More recent research – with a technique called diffusion tensor MRI (Magnetic Resonance Imaging) – has revealed in more detail a third area in the parietal lobe at the top of the brain which is a separate roundabout route connecting Broca’s and Wernicke’s Areas. Named Geschwind’s Territory (after the American neurologist Norman Geschwind, who had pointed it out as an important language region in the 1960s) it seems that this is important for language acquisition in childhood and is the last area in the brain to mature – and the completion of its maturation seems to coincide with the development of reading and writing skills, suggesting a potential link with such communication problems as autism and dyslexia. Rudimentary forms of these pathways have been found in the brains of monkeys, suggesting that language evolved at least partially from changes in pre-existing networks rather than from the appearance of new brain structures in early hominids.

More importantly, it suggests that language acquisition is an innate mechanism chemically triggered and/or genetically determined whereas language itself is learned – there seems to be a stage in maturation after which learning a language becomes problematic. Most people who learn a foreign language later in life speak it with a discernible accent, for example, yet children reared in a multi-lingual environment generally don’t have that problem. As Chomsky said, if French were innate I would speak it – but

“(It is) the mechanism of language acquisition (that) is innate. In a given linguistic community, children with very different experience arrive at comparable grammars, indeed almost identical ones, so far as we know. That is what requires explanation. Even within a very narrow community – take the elite in Paris – the experiences are varied. Each child has a different experience, each child is confronted by different data – but in the end the system is essentially the same. As a consequence we have to suppose that all children share the same internal constraints which characterise narrowly the grammar they are going to construct.”

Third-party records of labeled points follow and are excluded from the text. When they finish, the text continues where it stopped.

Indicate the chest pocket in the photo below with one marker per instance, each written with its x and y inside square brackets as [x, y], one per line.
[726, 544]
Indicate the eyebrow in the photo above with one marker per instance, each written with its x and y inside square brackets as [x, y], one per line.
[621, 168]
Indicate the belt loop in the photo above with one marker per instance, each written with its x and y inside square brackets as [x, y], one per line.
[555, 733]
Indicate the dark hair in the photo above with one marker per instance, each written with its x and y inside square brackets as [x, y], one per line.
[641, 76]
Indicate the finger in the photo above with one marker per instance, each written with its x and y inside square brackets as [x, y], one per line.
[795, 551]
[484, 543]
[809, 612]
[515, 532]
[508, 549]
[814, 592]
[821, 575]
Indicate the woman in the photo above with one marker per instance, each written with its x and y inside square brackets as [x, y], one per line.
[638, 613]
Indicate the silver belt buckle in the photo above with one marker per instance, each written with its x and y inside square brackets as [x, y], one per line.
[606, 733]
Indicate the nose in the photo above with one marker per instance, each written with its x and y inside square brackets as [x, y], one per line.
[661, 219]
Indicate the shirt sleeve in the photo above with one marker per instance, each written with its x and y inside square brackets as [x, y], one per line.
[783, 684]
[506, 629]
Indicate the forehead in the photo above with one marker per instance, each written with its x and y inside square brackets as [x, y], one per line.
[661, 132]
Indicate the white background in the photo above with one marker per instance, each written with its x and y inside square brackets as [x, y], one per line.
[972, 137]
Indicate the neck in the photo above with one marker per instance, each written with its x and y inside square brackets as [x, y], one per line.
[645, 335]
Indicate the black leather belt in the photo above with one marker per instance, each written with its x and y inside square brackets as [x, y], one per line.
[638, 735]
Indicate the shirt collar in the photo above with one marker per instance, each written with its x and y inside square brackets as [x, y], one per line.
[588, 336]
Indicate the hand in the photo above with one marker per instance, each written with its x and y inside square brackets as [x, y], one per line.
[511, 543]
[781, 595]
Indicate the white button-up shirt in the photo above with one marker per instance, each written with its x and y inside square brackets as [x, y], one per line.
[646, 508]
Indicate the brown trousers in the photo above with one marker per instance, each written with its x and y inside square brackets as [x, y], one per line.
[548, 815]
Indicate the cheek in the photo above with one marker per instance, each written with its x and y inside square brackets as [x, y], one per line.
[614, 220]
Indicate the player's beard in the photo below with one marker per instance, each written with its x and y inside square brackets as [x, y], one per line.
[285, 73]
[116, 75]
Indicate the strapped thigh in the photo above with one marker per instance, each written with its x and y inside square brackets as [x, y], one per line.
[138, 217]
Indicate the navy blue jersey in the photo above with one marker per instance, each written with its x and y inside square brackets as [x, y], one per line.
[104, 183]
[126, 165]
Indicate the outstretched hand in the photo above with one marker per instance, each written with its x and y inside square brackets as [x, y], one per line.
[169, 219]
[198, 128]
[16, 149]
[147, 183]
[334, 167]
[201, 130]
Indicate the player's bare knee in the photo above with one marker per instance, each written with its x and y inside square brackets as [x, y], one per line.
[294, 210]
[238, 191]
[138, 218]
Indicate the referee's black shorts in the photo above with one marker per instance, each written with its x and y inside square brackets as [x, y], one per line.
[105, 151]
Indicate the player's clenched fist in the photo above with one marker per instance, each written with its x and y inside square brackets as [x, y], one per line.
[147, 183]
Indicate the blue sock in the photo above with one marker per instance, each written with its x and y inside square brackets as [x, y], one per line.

So while the brain-centredness of language allows us to recognise observable stimulus-response processes common across the species it also indicates the mystery of how those processes work within the separate individual – and in so doing captures something of the slipperiness of the phenomenon in its social contexts, as per the quote Humphrey gives from George Eliot’s The Mill on the Floss, where Mr Tulliver says to his wife:
“No, no Bessy … I meant [what I said] to stand for summat else; but never mind – it’s puzzling work, talking is.”